When I was a young girl I remember crying my eyes out about some news I heard about my two close friends from my neighborhood were moving out of state. With desperation in my voice, I remember crying out to my father saying that I wanted to kill myself. He didn’t react at all like I would have wanted him to, instead he looked at me. laughing and said go ahead and try. That memory is etched in my mind like it was yesterday. Don’t get me wrong, now that I am a grown woman, I love and respect my father more than ever. He is a wonderful person who has been very supportive of me throughout my life. Yet, back then I would have rather had him grab a hold of me and hug me knowing that I was in so much pain.
Today I can guarantee that he wouldn’t say or act the same way. The reason I know that is because my youngest brother did commit suicide. My parents were devastated and for good reason. My brother wasn’t someone who you would have thought would have done something that tragic. On the outside he projected himself to be a young man who had it all together. He was being prepped by my father to take over his business and he was planning to get married in three months to a beautiful girl. He was funny and outgoing, not at all what you would think of a suicidal person would act like. Myself on the other hand, unfortunately have dealt with depression and anxiety for the majority of my life. I would be considered the perfect candidate for something like that, but you know what?
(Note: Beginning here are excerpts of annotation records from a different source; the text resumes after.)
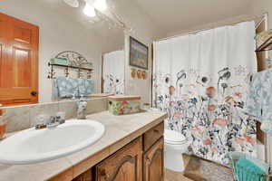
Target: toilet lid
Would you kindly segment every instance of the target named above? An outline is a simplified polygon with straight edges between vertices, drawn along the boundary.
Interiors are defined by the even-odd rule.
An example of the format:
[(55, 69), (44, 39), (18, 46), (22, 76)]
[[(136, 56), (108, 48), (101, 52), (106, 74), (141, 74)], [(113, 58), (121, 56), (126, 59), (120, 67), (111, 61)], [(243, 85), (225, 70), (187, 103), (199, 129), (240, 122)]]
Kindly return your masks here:
[(186, 138), (178, 131), (165, 129), (164, 141), (169, 144), (183, 144), (186, 142)]

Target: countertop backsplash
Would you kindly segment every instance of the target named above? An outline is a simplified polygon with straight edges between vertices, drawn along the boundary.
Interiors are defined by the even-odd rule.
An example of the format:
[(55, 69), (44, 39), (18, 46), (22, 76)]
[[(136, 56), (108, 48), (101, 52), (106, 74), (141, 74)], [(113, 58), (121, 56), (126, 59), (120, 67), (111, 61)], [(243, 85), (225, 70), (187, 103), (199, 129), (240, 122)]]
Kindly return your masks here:
[[(106, 98), (87, 99), (86, 114), (107, 110)], [(30, 104), (4, 108), (4, 121), (6, 122), (7, 133), (24, 130), (36, 124), (36, 117), (40, 114), (55, 115), (58, 111), (65, 112), (65, 119), (76, 118), (76, 100), (63, 100), (50, 103)]]

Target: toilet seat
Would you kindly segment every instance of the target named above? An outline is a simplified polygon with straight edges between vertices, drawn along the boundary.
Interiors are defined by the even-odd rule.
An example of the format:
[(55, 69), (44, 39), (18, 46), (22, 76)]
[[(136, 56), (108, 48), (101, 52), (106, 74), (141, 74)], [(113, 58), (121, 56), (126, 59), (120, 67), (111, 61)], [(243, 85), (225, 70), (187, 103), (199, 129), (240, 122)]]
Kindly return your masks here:
[(164, 130), (164, 142), (170, 145), (183, 145), (187, 143), (186, 138), (175, 130)]

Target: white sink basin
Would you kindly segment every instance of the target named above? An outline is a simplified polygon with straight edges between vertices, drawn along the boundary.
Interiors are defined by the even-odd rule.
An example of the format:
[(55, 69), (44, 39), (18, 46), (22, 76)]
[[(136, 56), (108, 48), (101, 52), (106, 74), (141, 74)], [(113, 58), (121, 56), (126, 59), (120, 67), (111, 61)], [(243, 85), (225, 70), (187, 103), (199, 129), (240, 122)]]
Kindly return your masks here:
[(55, 128), (20, 131), (0, 141), (0, 163), (32, 164), (55, 159), (91, 146), (104, 133), (93, 120), (68, 120)]

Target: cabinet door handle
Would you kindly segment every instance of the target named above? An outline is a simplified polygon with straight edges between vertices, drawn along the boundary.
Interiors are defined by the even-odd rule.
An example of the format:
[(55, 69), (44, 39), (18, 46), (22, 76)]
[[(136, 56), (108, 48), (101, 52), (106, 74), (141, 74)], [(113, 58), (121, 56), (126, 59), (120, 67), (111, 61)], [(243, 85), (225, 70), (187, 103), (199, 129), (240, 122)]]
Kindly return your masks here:
[(105, 180), (108, 179), (108, 176), (107, 176), (107, 173), (106, 173), (106, 170), (105, 170), (105, 169), (102, 169), (102, 170), (100, 171), (100, 175), (101, 175), (102, 177), (104, 177)]
[(157, 130), (157, 129), (153, 129), (154, 133), (160, 133), (160, 130)]
[(32, 91), (32, 92), (30, 92), (30, 94), (31, 94), (32, 96), (36, 96), (36, 95), (38, 94), (38, 92), (36, 92), (36, 91)]

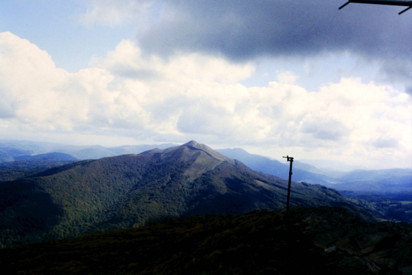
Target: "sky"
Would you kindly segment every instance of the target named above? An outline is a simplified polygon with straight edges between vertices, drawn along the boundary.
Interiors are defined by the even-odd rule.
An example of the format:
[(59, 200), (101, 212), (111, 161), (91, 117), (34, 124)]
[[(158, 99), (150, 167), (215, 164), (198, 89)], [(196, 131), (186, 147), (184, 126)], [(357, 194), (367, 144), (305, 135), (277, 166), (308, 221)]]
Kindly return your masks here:
[(0, 139), (412, 168), (412, 11), (345, 0), (1, 0)]

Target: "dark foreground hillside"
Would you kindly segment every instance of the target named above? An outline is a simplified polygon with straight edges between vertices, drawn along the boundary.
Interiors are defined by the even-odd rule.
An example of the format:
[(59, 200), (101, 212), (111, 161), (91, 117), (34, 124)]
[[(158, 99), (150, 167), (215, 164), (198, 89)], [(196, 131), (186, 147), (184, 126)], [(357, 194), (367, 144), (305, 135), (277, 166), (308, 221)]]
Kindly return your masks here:
[[(163, 224), (0, 250), (24, 274), (404, 274), (412, 226), (367, 223), (339, 208), (194, 216)], [(328, 274), (328, 273), (326, 273)]]

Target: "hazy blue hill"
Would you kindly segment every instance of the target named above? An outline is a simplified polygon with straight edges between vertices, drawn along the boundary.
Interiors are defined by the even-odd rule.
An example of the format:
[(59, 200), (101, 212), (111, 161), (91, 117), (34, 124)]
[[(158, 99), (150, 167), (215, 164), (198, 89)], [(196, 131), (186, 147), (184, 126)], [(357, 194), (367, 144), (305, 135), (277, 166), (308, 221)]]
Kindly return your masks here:
[[(409, 177), (409, 178), (408, 178)], [(400, 179), (398, 180), (398, 178)], [(355, 181), (377, 181), (396, 184), (404, 183), (405, 179), (412, 182), (412, 169), (382, 169), (382, 170), (355, 170), (339, 177), (341, 182), (351, 182)]]
[[(45, 155), (54, 157), (44, 157)], [(35, 157), (35, 156), (29, 156)], [(0, 163), (0, 182), (10, 182), (36, 174), (52, 168), (67, 164), (76, 161), (69, 155), (60, 153), (45, 154), (43, 157), (32, 157), (23, 160)]]
[(78, 160), (78, 159), (74, 157), (71, 155), (66, 154), (64, 153), (47, 153), (45, 154), (32, 155), (19, 155), (14, 157), (14, 160), (38, 160), (38, 159), (54, 159), (60, 160)]
[(8, 274), (407, 274), (412, 226), (338, 208), (192, 216), (0, 250)]
[(163, 149), (172, 146), (176, 146), (176, 144), (166, 143), (107, 148), (98, 145), (78, 146), (51, 142), (0, 140), (0, 162), (17, 160), (12, 157), (14, 156), (39, 155), (52, 152), (67, 153), (79, 160), (98, 160), (119, 155), (138, 154), (155, 148)]
[[(84, 160), (0, 183), (3, 245), (144, 224), (153, 217), (241, 214), (285, 207), (287, 182), (190, 142), (139, 155)], [(320, 185), (294, 183), (292, 206), (381, 212)]]

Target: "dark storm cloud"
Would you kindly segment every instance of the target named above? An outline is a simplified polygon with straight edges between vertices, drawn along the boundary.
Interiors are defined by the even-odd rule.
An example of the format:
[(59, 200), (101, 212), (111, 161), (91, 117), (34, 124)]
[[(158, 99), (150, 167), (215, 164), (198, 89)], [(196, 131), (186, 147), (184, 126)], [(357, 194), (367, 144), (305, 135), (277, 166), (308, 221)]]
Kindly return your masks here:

You never ever know what someone is thinking. After he died, his life was an open book and there were things about him that we knew nothing about. My entire family looked back kicking ourselves for not seeing the signs of his out cries. There was no note left for any of us to have closure and its a chapter in my life that was devastating. I take a suicidal threat very very serious. It is not joking matter when you feel as though you want to go to that extreme, even if its just to get attention. I not only lost my brother to suicide but I also lost a very close friend of mine to it too. She was such a wonderful loving person, but the depression behind not being able to bare a child, made life’s challenges too difficult to handle and she shot herself.
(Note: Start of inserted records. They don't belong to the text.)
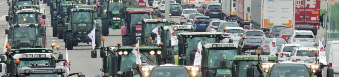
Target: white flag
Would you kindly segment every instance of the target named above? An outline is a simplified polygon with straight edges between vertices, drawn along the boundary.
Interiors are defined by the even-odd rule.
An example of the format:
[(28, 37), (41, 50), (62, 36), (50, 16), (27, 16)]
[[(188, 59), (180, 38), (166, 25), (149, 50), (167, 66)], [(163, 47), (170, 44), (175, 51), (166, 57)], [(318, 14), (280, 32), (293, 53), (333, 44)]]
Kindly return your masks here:
[(195, 53), (195, 58), (194, 58), (194, 63), (193, 65), (198, 65), (201, 64), (201, 49), (202, 49), (202, 45), (201, 41), (198, 43), (198, 47), (197, 47), (197, 53)]
[(65, 70), (66, 71), (65, 72), (65, 77), (68, 76), (68, 75), (69, 74), (69, 60), (68, 60), (69, 58), (68, 58), (68, 52), (67, 51), (67, 48), (66, 49), (66, 64), (65, 64), (65, 66), (66, 66), (66, 69), (67, 70)]
[(171, 45), (172, 46), (178, 45), (178, 38), (177, 38), (177, 36), (175, 35), (175, 32), (172, 28), (170, 28), (169, 30), (171, 33)]
[(157, 44), (159, 44), (160, 42), (161, 42), (161, 39), (160, 38), (160, 34), (159, 34), (159, 32), (158, 31), (158, 26), (157, 26), (156, 27), (153, 29), (153, 30), (152, 30), (152, 32), (157, 33)]
[(137, 44), (135, 44), (135, 48), (133, 49), (133, 51), (132, 51), (132, 53), (134, 54), (135, 55), (135, 57), (136, 57), (136, 62), (137, 64), (141, 65), (141, 60), (140, 59), (140, 55), (139, 53), (139, 41), (138, 41), (138, 43)]
[(92, 49), (94, 50), (95, 47), (95, 26), (91, 31), (91, 33), (88, 34), (88, 37), (89, 37), (92, 40)]
[(271, 49), (270, 50), (271, 53), (269, 55), (275, 55), (275, 53), (277, 52), (277, 46), (276, 45), (276, 38), (275, 37), (274, 38), (273, 38), (273, 40), (271, 41), (268, 43), (268, 45), (270, 45), (270, 48)]
[(325, 49), (324, 46), (322, 45), (322, 42), (324, 39), (322, 39), (321, 41), (319, 39), (319, 45), (318, 47), (319, 48), (319, 62), (324, 64), (327, 64), (326, 61), (326, 55), (325, 53)]

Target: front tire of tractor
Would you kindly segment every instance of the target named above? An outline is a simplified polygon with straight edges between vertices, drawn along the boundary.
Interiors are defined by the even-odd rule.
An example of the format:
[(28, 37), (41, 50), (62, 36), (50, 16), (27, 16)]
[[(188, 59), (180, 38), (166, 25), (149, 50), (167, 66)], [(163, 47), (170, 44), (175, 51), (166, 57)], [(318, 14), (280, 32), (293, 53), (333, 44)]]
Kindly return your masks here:
[(101, 21), (101, 26), (102, 26), (101, 33), (102, 34), (102, 36), (108, 36), (109, 34), (108, 28), (109, 24), (108, 22), (108, 20), (107, 19), (104, 19)]
[(129, 46), (132, 44), (132, 38), (129, 36), (122, 37), (122, 46)]
[(65, 35), (66, 35), (66, 42), (65, 42), (66, 44), (66, 48), (67, 50), (73, 50), (73, 34), (71, 32), (67, 32)]

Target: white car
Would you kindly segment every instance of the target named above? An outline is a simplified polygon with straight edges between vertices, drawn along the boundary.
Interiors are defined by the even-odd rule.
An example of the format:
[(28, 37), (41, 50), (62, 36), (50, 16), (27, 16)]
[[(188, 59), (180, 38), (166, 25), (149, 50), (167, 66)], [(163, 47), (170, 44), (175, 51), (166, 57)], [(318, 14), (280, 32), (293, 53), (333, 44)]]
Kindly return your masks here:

Suicide to me is personally a HUGE gut check. I have had moments where the thought has crossed my mind but to really follow through with it is unbelievably courageous. Having an idiation is one thing and yet following threw with the impulsive action is something I just cant grasp. I asked God over and over why couldn’t it have been me instead of my brother. I was the one who couldn’t seem to get my life together where as he had it all. The feelings of sadness eventually turned into anger. I think about how old he would be now or what he might look like and my heart breaks into a million pieces.
Now that I have three children of my own, I worry more than ever, especially about my teenager. Society has changed so much and the pressures of fitting in are outrageous. Well the other day, my youngest child, who is seven, was very unhappy about our living arrangements and the fact that her father is never around and all of a sudden she blurts out “I am going to get a gun and kill myself”. My face drained of color and I could not believe my ears. Not for a second could I have ever imagined that something like that would come out of a child’s mouth that young. The fact is, is that it did and I couldn’t stop sobbing. I grabbed a hold of her and wrapped my arms around her, telling her how much I loved her and was very frightened by what I had heard her say. She looked up at me and said don’t worry mommy I would never do that, and I don’t even have a gun. The biggest question I had is where could she have possibly heard that. I still don’t know til this day and honestly I don’t even know if she does. All I do know is that every minute of every day I worry that any one of my children would have to go so far as to take their own life. My religious beliefs are very strong and I ask the Lord everyday to surround them with angels and to keep them all safe.
Please….if there is anyone out there that is thinking of suicide….. reach out, talk to someone, call 911, or write to me if there isn’t anyone else out there you trust or you feel that cares. I care and I hope that this story will make people realize the severity of taking a suicidal threat serious!